It is also assumed that metabolite levels are controlled by the interaction of mQTLs (Rowe et al., 2008; Kliebenstein, 2009; Lisec et al., 2009; Chen et al., 2014). If epistasis is a major mode-of-inheritance with large effect on rice metabolic phenotypes, the metabolite levels of a cultivar would be significantly lesser or greater compared to the two parental cultivars. Since the rice population used in this study includes 38 sets of the cultivar and their parental cultivars (Table S1), the occurrence of the epistatic effect was investigated by comparing the levels of a metabolite among the cultivar and its parents. Among the 12 312 tests in total (38 sets of 342 metabolites), a higher and lower metabolite levels was observed in 166 and 173 cases (one-sided t-test at α = 0.01), respectively. Since the probabilities were close to false positive levels, the epistatic effect is unlikely to be a major mode-of-inheritance in rice metabolic phenotypes.
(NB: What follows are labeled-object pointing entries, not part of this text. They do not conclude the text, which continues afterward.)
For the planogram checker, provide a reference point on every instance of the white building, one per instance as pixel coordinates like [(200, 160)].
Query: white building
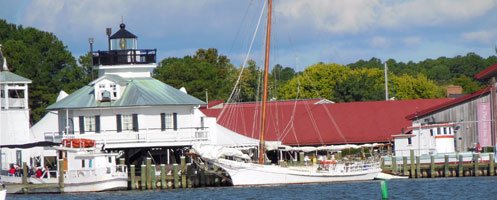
[(126, 109), (14, 117), (426, 139)]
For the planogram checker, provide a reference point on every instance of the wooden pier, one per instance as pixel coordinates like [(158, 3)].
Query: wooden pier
[(452, 165), (184, 175)]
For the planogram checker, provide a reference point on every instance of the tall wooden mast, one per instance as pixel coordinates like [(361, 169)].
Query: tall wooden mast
[(265, 83)]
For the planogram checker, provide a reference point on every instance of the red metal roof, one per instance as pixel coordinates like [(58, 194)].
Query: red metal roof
[(487, 73), (448, 104), (306, 123)]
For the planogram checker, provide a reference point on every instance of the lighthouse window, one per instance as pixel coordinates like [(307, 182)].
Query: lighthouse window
[(127, 121), (90, 123)]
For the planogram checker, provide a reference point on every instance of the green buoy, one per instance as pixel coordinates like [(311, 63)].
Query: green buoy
[(384, 190)]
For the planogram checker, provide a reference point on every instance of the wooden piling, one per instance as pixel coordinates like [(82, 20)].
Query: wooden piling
[(163, 176), (133, 176), (475, 167), (446, 165), (183, 171), (418, 169), (61, 174), (432, 166), (149, 173), (394, 164), (491, 164), (460, 167), (143, 177), (412, 162), (175, 176)]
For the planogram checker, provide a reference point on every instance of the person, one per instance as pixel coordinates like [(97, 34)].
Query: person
[(38, 173)]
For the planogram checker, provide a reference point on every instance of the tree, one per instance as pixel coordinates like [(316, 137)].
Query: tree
[(44, 59), (418, 87), (206, 71)]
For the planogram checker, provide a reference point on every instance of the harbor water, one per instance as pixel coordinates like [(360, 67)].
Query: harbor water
[(433, 188)]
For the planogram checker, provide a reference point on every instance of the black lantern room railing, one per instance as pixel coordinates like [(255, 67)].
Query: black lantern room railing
[(128, 56)]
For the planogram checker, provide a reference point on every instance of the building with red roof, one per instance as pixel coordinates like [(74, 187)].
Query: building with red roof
[(322, 122)]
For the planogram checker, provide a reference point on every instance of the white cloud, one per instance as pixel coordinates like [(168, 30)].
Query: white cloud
[(482, 36), (379, 42)]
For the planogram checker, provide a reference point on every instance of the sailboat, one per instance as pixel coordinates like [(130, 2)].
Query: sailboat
[(245, 173)]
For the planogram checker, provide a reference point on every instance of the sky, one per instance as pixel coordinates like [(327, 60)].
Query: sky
[(304, 32)]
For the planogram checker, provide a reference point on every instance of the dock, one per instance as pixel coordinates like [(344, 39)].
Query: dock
[(445, 165)]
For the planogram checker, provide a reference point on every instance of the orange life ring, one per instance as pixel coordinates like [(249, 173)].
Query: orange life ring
[(78, 143)]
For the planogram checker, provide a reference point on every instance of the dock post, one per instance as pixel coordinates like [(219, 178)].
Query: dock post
[(152, 177), (175, 176), (432, 166), (149, 173), (412, 163), (24, 174), (460, 167), (61, 175), (143, 177), (133, 176), (491, 164), (163, 176), (301, 158), (394, 164), (476, 166), (446, 165), (183, 171), (418, 167)]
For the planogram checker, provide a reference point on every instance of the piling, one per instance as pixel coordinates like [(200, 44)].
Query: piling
[(24, 173), (61, 174), (460, 167), (133, 177), (491, 164), (163, 176), (143, 177), (446, 165), (183, 171), (384, 190), (412, 162), (149, 173), (432, 166), (175, 176), (475, 168), (394, 164), (418, 168)]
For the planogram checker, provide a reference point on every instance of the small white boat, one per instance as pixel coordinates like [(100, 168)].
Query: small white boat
[(85, 169)]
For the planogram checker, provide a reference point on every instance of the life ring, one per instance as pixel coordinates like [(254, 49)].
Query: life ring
[(78, 142)]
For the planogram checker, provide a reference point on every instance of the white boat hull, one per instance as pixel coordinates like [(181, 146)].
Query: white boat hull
[(244, 174)]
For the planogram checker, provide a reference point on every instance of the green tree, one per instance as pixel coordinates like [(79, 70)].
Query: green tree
[(206, 71), (44, 59)]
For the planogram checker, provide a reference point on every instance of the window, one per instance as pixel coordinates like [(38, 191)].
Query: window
[(127, 122), (89, 122)]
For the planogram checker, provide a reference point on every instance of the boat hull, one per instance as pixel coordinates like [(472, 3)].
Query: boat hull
[(246, 174)]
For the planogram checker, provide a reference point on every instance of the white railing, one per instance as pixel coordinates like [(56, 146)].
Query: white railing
[(143, 136)]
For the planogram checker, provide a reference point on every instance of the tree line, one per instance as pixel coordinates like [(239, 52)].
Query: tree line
[(44, 59)]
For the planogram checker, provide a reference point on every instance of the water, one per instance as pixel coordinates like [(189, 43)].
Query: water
[(439, 188)]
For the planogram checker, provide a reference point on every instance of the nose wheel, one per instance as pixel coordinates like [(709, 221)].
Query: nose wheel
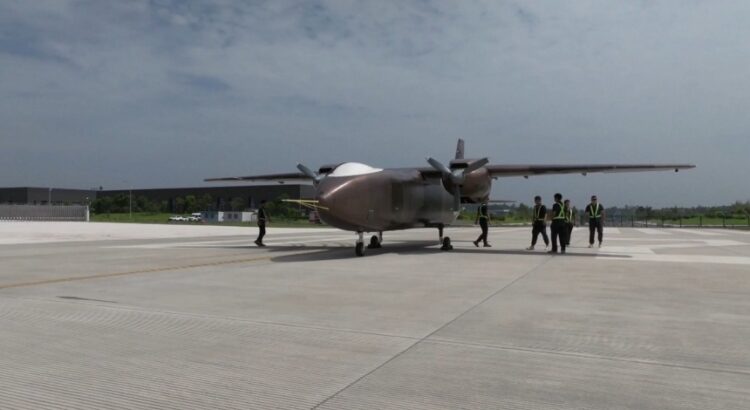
[(375, 242), (359, 248)]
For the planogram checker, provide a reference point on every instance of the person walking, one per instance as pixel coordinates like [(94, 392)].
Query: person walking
[(483, 218), (263, 218), (538, 224), (570, 221), (558, 226), (595, 214)]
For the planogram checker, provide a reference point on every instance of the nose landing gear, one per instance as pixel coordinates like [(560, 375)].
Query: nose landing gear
[(359, 248), (375, 241)]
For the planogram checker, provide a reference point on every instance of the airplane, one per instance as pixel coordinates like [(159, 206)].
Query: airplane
[(363, 199)]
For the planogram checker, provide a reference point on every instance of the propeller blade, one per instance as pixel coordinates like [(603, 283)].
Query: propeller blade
[(456, 179), (307, 171)]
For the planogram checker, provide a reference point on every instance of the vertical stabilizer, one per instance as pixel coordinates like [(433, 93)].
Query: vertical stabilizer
[(460, 149)]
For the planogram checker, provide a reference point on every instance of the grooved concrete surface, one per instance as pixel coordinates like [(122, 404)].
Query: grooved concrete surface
[(103, 316)]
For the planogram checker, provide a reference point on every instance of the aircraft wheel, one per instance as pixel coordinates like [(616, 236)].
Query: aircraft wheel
[(360, 249), (374, 243), (446, 244)]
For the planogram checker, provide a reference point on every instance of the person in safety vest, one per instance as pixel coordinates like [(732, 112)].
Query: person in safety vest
[(570, 221), (595, 214), (538, 224), (558, 226)]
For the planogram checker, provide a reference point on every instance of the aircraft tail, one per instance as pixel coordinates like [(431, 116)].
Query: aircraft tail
[(460, 149)]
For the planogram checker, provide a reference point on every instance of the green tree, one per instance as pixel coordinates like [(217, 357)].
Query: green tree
[(191, 204)]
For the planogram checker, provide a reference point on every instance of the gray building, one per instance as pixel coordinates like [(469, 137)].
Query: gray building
[(43, 196), (222, 197)]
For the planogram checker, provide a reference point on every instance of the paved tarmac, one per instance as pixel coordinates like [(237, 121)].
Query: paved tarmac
[(130, 316)]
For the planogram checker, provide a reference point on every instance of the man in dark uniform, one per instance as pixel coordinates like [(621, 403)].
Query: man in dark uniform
[(595, 213), (570, 221), (558, 226), (262, 219), (483, 218), (538, 225)]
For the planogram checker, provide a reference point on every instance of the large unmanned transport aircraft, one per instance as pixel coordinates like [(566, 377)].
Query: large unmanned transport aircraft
[(359, 198)]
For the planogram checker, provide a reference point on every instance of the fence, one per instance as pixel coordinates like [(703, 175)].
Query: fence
[(739, 222), (44, 213)]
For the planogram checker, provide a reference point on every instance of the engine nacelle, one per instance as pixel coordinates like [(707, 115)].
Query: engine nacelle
[(475, 187)]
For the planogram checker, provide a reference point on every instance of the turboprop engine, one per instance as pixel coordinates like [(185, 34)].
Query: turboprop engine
[(467, 180)]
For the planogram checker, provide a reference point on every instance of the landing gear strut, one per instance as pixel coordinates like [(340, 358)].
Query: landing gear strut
[(445, 241), (359, 248), (376, 241)]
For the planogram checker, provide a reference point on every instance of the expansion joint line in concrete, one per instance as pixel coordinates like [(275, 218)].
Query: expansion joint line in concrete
[(434, 332), (134, 272)]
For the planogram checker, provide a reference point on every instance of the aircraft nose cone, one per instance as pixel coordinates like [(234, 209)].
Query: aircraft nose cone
[(336, 200)]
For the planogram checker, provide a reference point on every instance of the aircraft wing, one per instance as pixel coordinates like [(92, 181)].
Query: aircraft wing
[(497, 171), (293, 176)]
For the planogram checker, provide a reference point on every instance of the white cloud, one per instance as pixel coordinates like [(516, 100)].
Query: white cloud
[(106, 89)]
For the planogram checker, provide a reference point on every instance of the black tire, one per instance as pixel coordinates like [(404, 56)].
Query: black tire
[(446, 244), (374, 242)]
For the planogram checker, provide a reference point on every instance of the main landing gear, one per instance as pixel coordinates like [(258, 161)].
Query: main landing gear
[(445, 241), (359, 248), (375, 243)]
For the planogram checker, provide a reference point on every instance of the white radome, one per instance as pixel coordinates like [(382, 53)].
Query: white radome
[(350, 169)]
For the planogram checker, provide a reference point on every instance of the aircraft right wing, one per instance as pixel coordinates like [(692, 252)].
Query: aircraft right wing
[(497, 171)]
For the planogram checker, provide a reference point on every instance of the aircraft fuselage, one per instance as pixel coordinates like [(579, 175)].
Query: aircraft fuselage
[(374, 200)]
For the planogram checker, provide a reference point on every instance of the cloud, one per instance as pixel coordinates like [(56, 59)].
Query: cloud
[(103, 89)]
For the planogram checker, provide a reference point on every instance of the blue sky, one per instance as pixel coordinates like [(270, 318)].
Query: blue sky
[(166, 93)]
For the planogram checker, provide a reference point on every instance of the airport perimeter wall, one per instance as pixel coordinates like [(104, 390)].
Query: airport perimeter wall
[(44, 213)]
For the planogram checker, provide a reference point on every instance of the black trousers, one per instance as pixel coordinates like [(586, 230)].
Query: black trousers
[(559, 231), (485, 228), (539, 227), (262, 231), (595, 225), (570, 233)]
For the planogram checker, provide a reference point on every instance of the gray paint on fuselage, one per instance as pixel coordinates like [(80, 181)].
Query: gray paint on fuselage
[(386, 200)]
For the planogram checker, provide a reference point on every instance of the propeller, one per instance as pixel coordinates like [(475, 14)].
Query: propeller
[(458, 176), (309, 173)]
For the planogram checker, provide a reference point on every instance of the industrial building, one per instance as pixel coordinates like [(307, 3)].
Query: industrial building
[(46, 196), (222, 197)]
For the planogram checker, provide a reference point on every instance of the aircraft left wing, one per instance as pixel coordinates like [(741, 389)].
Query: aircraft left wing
[(293, 176), (529, 170)]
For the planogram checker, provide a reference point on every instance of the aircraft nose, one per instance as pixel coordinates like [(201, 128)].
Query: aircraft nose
[(335, 200)]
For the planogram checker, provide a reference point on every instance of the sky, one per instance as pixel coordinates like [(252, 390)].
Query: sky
[(165, 93)]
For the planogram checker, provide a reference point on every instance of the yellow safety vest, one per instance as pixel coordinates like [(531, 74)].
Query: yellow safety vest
[(594, 212), (561, 215), (537, 212)]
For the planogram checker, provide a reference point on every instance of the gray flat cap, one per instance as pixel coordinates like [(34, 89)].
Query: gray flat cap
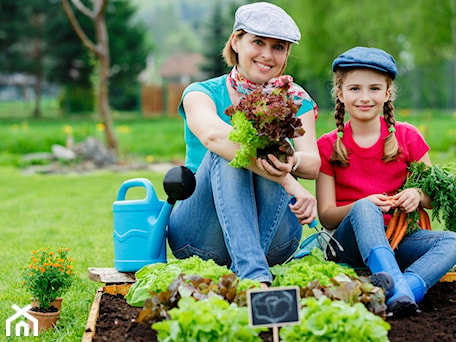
[(367, 57), (266, 20)]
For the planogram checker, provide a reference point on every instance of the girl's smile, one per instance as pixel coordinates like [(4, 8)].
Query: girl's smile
[(364, 92)]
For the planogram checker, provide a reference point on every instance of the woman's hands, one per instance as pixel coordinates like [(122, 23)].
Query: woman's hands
[(277, 168), (305, 206), (407, 200)]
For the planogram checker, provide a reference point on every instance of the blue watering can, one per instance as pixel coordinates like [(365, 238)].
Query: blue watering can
[(140, 226)]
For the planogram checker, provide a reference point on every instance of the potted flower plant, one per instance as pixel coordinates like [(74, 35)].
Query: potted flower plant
[(47, 277)]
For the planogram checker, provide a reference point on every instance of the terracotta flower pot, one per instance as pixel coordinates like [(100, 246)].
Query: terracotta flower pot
[(57, 303), (45, 320)]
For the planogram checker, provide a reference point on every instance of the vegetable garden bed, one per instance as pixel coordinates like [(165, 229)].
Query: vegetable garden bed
[(112, 319)]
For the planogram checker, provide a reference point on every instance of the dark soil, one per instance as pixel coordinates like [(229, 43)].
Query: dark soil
[(435, 322)]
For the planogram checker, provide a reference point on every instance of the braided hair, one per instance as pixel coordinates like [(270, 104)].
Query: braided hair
[(340, 154)]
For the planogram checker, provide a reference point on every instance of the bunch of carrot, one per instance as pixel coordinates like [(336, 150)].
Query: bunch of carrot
[(397, 226)]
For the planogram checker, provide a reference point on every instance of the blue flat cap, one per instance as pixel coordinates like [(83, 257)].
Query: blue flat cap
[(266, 20), (367, 57)]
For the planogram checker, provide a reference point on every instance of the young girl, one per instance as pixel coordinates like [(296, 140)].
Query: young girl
[(364, 164), (241, 217)]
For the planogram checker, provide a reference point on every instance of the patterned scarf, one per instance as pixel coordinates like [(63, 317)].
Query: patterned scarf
[(295, 92)]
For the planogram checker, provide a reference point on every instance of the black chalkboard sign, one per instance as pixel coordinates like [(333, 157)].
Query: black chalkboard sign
[(275, 306)]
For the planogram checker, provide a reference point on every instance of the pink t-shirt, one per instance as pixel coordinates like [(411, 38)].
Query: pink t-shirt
[(367, 174)]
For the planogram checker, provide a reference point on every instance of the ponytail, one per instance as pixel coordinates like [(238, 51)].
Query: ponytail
[(340, 155), (391, 146)]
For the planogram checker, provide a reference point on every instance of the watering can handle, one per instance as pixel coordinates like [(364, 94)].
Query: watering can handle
[(312, 224), (137, 182)]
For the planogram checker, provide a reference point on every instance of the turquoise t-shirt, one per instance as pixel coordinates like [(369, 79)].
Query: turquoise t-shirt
[(216, 89)]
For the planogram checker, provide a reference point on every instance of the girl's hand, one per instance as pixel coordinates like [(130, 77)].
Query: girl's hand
[(277, 169), (384, 202), (304, 206), (407, 200)]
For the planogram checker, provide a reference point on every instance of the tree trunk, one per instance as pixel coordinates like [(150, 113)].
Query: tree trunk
[(101, 50), (103, 91)]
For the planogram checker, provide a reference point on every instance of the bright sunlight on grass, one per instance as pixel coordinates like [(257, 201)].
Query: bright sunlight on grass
[(75, 210)]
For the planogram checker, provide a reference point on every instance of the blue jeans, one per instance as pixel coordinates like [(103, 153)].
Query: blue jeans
[(429, 254), (236, 218)]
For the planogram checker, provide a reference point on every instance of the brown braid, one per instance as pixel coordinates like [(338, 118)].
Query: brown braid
[(340, 155), (391, 147)]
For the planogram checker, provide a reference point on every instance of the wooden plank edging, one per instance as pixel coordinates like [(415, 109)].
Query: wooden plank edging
[(89, 331)]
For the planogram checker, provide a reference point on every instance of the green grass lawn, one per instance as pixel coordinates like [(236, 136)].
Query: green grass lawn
[(75, 211)]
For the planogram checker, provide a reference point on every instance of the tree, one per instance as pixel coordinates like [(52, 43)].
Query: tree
[(101, 51), (217, 33)]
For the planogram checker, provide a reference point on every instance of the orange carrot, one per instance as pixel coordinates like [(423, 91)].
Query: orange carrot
[(392, 224), (427, 220), (399, 232)]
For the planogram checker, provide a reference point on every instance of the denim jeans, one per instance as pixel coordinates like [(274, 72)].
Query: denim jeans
[(236, 218), (429, 254)]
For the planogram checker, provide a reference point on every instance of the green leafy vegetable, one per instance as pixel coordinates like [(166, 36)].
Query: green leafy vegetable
[(326, 320), (262, 124), (208, 320), (440, 185), (300, 272), (156, 278)]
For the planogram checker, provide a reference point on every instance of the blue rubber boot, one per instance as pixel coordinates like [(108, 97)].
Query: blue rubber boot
[(401, 302), (417, 285)]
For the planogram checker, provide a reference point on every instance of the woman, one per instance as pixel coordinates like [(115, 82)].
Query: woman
[(241, 217)]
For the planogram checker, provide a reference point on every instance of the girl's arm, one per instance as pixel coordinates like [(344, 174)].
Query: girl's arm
[(329, 214), (203, 121), (306, 147)]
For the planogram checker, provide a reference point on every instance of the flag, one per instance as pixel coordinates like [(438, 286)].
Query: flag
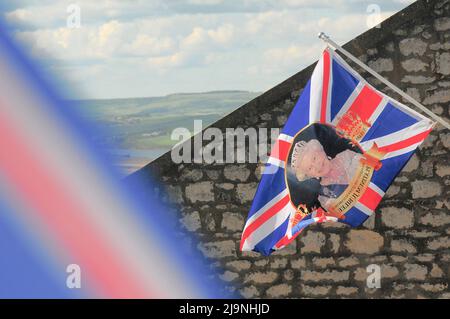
[(339, 151)]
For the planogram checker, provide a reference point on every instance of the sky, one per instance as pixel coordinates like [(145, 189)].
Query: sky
[(136, 48)]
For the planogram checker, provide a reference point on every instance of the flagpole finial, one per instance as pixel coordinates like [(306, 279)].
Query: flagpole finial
[(323, 36)]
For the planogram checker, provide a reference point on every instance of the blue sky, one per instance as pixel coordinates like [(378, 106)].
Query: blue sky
[(134, 48)]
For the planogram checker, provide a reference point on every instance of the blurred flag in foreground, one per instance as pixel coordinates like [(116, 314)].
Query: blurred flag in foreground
[(64, 211), (341, 148)]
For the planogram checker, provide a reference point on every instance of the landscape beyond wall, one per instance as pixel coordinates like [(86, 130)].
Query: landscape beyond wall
[(409, 236)]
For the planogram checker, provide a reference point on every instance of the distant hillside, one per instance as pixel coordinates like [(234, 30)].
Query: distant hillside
[(143, 125)]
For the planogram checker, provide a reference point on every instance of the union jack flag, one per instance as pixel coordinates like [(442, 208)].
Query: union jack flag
[(336, 96)]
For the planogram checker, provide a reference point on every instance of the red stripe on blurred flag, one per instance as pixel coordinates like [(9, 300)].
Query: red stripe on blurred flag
[(63, 215), (263, 218), (405, 143)]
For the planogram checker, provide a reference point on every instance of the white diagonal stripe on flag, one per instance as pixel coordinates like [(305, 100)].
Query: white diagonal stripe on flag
[(378, 110), (286, 138), (315, 100), (402, 151), (349, 102), (376, 189)]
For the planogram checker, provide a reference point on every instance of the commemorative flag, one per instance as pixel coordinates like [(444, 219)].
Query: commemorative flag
[(338, 153)]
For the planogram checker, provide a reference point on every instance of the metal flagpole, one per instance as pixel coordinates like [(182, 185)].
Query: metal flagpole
[(327, 39)]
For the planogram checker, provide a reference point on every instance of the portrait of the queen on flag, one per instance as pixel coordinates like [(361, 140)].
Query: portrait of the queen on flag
[(338, 153)]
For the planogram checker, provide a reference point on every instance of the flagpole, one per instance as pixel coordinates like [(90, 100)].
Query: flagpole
[(327, 39)]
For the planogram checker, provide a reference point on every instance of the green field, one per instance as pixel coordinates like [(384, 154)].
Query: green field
[(146, 123)]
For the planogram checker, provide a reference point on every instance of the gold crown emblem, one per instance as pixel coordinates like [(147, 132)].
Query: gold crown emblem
[(351, 126)]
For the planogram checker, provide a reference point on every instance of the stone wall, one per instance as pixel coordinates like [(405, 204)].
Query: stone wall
[(409, 234)]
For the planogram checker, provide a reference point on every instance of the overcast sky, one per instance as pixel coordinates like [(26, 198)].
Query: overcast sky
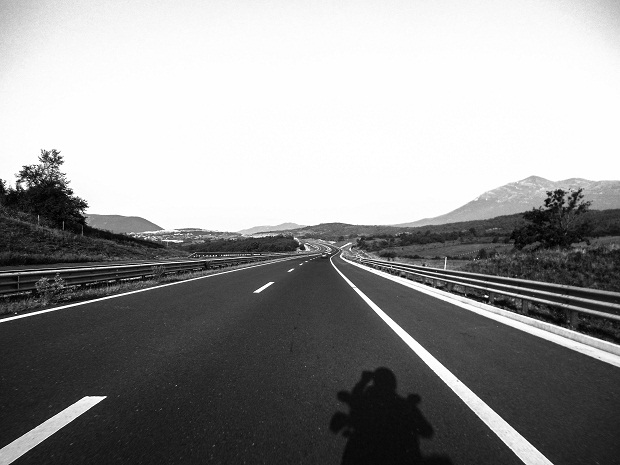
[(231, 114)]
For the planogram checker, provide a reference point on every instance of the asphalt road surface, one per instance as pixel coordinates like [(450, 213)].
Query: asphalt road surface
[(304, 371)]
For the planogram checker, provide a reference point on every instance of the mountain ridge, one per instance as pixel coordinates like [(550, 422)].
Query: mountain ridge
[(523, 195)]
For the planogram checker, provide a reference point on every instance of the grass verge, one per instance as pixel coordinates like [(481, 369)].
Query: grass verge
[(61, 295)]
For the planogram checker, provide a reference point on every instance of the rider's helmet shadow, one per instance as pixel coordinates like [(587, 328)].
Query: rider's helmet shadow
[(381, 426)]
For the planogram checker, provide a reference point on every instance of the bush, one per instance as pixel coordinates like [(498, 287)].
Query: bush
[(50, 289)]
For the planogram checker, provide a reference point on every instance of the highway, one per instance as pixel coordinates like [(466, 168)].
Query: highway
[(301, 361)]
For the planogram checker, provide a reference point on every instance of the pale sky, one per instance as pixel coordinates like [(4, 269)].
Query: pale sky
[(231, 114)]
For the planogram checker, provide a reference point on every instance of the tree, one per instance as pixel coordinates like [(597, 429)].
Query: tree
[(42, 189), (558, 223)]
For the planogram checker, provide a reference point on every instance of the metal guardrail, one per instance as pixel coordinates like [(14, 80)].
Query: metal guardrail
[(573, 300), (18, 282)]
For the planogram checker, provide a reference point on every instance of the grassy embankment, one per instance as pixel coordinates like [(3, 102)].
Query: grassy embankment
[(25, 243), (596, 267), (55, 296)]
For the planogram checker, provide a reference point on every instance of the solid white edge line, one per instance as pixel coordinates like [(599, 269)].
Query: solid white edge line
[(34, 437), (261, 289), (99, 299), (600, 350), (508, 435)]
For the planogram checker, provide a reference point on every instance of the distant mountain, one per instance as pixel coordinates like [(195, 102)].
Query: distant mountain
[(262, 229), (521, 196), (121, 224)]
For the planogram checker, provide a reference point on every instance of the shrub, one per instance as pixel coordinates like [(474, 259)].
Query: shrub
[(50, 289)]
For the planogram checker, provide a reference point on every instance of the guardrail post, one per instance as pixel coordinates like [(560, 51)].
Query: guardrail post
[(573, 319), (525, 306)]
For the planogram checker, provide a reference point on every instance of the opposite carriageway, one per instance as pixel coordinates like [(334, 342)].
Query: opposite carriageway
[(14, 282)]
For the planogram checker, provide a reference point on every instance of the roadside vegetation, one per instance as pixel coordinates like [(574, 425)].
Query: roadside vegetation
[(55, 292), (561, 242), (43, 222)]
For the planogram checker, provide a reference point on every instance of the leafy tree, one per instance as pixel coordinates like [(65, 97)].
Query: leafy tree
[(557, 223), (42, 189)]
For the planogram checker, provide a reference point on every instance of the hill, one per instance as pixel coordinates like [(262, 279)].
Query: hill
[(25, 243), (521, 196), (264, 229), (121, 224)]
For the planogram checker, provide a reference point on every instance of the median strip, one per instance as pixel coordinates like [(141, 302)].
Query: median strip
[(14, 450), (261, 289)]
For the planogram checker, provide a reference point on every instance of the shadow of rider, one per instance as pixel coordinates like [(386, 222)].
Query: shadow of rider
[(381, 426)]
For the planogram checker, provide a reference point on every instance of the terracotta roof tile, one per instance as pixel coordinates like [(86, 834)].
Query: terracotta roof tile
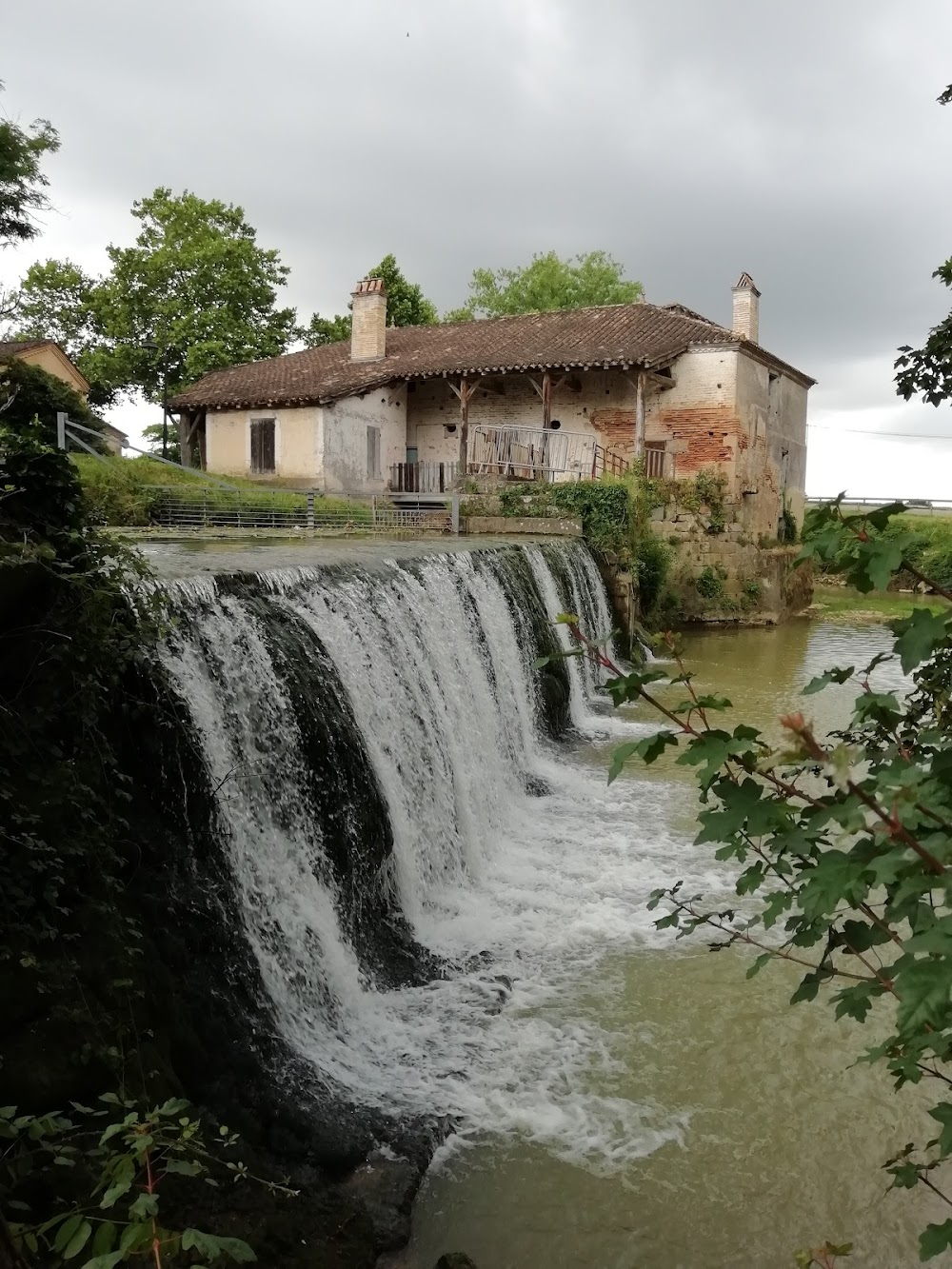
[(11, 347), (608, 336)]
mQTLs responsible for the natural variation of metabolic phenotypes

The GWAS clearly showed that there are several hotspots of significantly associated SNPs. Among these genetic hubs, one of the most prominent hotspot regions is located around the short arm of chromosome 6, where the SNP genotype NIAS_Os_ac06000458 with G/A alleles was tightly associated with the levels of various flavone-C-glycosides (Figure 4a). For instance, the SNP genotype explained 68.6% of the total variation of the levels of apigenin-di-C-arabinoside 6 for 175 cultivars. Near the SNP marker, there were OsCGT gene encoding flavone C-glucosyltransferase that functions in the selective formation of 6C-glucosylflavone (Brazier-Hicks et al., 2009) and its two homologous UGT genes (Os06g0289200 and Os06g0289900, Figure 4b). The protein sequences of the two genes were similar to that of OsCGT (E-values determined by blastx using RAPDB were 1e-142 and 2e-112, respectively). While 6C-glucosylation is a basal metabolic function in the rice population, the capability to produce flavone-6C-arabinosides such as apigenin-di-C-arabinoside 6 is strictly associated with G genotype of this SNP (Figure 4c). These results indicate that 6C-arabinosylation should be associated with polymorphism related to UGT genes as has been reported in the previous study (Chen et al., 2014). The detailed structural characterization of metabolite signals performed in this study highlighted that the polymorphism is responsible for the 6-C-α-l-arabinosylation of flavones. A similar tight association was observed between the SNP marker on chromosome 4 (NIAS_Os_ac04000042), and the unknown metabolites in cluster 2 (Figure 1) including ID 11155, ID11269, and ID11261 (Figure 5a,b). The gene annotation data indicated that, among the six genes positioned in the mQTL candidate region, arginine decarboxylase gene (Os04g0107600) play a role in the polyamine biosynthesis and suggests a possible precursor for the metabolite biosynthesis (Table S8).

Figure 4

GWAS of 31 metabolites in flavone-C-glycoside cluster.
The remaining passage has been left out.